Developing new algorithms: Ivo Filot at Penn State University, part 1

In the summer of 2016, Ivo Filot went to Penn State University (USA) to stay for two months in Adri van Duin’s research group. The goal of his stay was to develop a new algorithm for fitting ReaxFF potentials. In this blog, kept especially for MCEC, Ivo tells you all about his research, his professional as well as his personal findings, and the perks and peculiarities of working halfway across the world.

Week 1: Training set
(Monday July 4th – Sunday July 10th)

My day of arrival in the US is on the national holiday 4th of July, but since I’m still at Detroit Airport that day, the party’s lost on me. Instead, when I arrive at Penn State University, I dive straight into my research. Every working week starts with setting a few goals for myself. Initially, for this first week at Penn State, my only goal was to get acquainted with my new environment. I figured I needed some time to get to know the campus, to get the through the organizational bureaucracy, and to meet my new temporary colleagues. But in the end, not only did I manage to get myself registered as a foreign researcher, but I actually overcame a computational hurdle as well. I’ll tell you about it in a minute.

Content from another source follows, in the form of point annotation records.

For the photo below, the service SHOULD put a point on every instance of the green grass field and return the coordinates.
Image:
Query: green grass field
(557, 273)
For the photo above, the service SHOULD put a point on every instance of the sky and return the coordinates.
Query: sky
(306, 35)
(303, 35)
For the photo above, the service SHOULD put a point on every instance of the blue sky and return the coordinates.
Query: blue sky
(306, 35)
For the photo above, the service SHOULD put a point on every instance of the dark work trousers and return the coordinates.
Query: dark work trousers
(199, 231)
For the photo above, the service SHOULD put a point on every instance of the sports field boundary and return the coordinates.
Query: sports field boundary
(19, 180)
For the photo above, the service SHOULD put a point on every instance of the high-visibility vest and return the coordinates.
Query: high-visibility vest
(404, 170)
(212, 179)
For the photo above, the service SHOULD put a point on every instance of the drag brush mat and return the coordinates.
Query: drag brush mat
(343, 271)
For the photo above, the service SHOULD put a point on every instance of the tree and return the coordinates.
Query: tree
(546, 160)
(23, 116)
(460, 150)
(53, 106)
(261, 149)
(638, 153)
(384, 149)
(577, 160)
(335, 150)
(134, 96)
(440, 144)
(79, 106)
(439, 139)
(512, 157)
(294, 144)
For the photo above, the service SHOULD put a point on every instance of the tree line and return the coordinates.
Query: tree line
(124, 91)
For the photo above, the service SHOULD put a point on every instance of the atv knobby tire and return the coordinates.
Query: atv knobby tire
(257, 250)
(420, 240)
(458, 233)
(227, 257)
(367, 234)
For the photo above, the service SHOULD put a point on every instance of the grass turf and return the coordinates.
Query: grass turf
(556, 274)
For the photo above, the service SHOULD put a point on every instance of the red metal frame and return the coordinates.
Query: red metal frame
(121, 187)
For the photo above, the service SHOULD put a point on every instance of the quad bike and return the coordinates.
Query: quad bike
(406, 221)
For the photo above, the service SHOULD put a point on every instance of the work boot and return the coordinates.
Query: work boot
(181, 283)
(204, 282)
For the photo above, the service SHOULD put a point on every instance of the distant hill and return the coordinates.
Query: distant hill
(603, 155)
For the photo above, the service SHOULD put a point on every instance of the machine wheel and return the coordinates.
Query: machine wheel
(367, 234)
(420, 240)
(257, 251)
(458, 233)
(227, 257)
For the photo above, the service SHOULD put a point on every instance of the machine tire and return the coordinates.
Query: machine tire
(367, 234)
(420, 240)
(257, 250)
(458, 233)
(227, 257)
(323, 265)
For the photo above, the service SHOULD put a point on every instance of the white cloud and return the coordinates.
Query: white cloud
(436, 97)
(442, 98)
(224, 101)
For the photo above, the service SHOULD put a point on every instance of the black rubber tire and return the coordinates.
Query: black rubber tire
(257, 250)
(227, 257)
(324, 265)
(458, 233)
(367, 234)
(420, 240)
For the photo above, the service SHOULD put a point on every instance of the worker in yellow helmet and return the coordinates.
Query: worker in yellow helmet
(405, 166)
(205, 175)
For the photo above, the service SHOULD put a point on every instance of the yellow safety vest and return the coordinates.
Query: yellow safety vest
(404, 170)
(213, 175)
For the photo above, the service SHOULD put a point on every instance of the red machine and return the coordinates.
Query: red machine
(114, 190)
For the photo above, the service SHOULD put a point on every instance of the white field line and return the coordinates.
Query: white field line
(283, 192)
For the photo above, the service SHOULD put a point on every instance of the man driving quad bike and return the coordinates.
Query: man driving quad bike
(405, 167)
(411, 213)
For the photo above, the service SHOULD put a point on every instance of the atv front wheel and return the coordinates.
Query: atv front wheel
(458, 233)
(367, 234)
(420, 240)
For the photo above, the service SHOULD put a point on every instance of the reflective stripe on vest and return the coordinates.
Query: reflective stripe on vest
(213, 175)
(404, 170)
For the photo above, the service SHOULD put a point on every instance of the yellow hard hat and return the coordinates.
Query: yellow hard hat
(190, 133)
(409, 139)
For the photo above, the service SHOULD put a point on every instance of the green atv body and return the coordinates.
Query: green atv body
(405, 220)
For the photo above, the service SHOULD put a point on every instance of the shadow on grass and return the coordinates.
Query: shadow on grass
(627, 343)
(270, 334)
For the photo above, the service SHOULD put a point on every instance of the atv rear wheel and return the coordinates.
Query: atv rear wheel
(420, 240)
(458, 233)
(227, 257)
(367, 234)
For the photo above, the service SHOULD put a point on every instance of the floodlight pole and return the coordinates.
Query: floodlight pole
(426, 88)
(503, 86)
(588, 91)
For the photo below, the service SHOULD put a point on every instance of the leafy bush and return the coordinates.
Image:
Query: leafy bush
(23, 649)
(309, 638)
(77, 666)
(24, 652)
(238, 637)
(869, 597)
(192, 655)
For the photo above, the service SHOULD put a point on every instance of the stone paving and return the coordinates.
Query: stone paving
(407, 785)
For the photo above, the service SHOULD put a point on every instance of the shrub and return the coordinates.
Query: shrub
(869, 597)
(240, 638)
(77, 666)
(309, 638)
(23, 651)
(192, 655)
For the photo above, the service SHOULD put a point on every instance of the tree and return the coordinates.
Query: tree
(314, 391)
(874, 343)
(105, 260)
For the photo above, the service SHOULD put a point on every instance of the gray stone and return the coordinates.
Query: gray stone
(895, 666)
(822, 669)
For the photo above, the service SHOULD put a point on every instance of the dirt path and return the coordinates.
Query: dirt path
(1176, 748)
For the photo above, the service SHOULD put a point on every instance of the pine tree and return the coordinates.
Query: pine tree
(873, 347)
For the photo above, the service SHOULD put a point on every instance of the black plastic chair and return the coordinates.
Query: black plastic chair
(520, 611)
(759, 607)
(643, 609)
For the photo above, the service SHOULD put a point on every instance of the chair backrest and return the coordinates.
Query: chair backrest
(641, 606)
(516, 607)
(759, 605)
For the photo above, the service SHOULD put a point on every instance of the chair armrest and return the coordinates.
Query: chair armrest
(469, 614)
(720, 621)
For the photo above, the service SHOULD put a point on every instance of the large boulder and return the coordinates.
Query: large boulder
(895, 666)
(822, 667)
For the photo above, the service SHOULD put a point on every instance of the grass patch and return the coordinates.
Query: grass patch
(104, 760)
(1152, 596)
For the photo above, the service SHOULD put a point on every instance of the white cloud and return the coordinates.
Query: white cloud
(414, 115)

Materials Research Institute, Penn State

But first things first. Why ReaxFF?

Using ReaxFF potentials can help us develop novel computational routines to describe mesoscale catalytic phenomena. And that’s most certainly what we aim for, since they cost only a fraction of the computational time compared to the (standard) DFT calculations. Which are much more accurate, true; but the ReaxFF potentials are much more feasible to simulate larger dimensions or longer time scales.

Before I left, I already had a very simple version of the ReaxFF fitting program developed. After a few meetings, it however appeared that, most likely, the algorithms were working, yet for what purpose the parameters were being trained for was not for the things we as chemists are interested in. So what was wrong?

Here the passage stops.